Ancillary staff slob to and fro. Piles of files and x- rays are ferried around in square, metal, four wheeled trolleys not the two wheeled wicker baskets with walking stick handles we used as cadets. And today there weren't enough wheelchairs to move patients who had been decanted from ambulances, into the waiting area but couldn't walk into the consulting rooms and so appointments were held up while staff scoured adjoining corridors for spare chairs. Various names are called and we strain to hear our own, afraid if we miss it then the wait will be even longer. I always remember the Senior Geriatrician giving me a lesson in voice projection the first time I did his clinic. He had been in the Brigade of Guards, an Old Contemptible, and always walked with great long strides carrying a furled black umbrella. It was my first out patients clinic and he sent me out with a set of notes to call "Mrs Smith" - no response so I tried another patient, still no response. He came out with me the third time and directed my attention to the fact that not only was it busy and noisy in the waiting area but Mrs Smith could have been to the toilet, be entering via the ambulance area or just plain deaf. "Lift your chin, Nurse, turn to your left, raise the pitch of your voice and call the name. Now, try it to your right, then finally, if there's still no answer, to the body of the clinic."
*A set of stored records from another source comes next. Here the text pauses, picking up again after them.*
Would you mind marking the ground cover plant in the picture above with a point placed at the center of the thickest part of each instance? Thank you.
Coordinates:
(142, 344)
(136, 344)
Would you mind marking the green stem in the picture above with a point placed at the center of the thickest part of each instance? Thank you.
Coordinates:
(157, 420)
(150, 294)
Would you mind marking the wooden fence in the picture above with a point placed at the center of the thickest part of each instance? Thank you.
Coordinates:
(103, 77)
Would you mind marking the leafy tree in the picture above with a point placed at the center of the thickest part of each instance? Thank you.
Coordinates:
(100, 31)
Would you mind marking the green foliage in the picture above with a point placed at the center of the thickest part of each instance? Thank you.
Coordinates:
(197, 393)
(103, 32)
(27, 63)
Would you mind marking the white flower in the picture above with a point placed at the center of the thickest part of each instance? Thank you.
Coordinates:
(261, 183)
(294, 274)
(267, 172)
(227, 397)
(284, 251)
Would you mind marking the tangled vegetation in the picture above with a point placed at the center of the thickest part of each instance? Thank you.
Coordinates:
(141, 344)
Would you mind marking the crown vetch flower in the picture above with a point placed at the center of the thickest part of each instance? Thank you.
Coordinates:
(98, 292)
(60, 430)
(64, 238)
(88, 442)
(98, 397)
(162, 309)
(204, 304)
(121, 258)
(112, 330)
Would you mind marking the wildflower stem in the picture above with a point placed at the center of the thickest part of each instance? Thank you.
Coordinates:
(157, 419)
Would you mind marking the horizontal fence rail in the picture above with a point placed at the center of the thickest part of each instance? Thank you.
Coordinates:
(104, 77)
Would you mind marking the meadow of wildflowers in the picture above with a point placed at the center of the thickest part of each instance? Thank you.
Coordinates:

Of course Mrs Smith was there all the time, chatting to her neighbour and deaf, and the pimply nurse, feeling and looking unsure of herself had directed her voice into the buff manila folder of her notes.
I have often wondered whether something similar ought not to be mandatory training for clinic staff, especially as now I am the deaf one struggling to hear my name when a bored, staff member mumbles my name from the other end of the corridor, into my buff manila folder of notes.

Then, I am in to see a doctor and he's actually courteous enough to stand as I enter and shake my hand. He examines my fat, unattractive knees, reads my notes, checks my slightly less unattractive orthotic shoes and tells me we will leave well alone for another six months.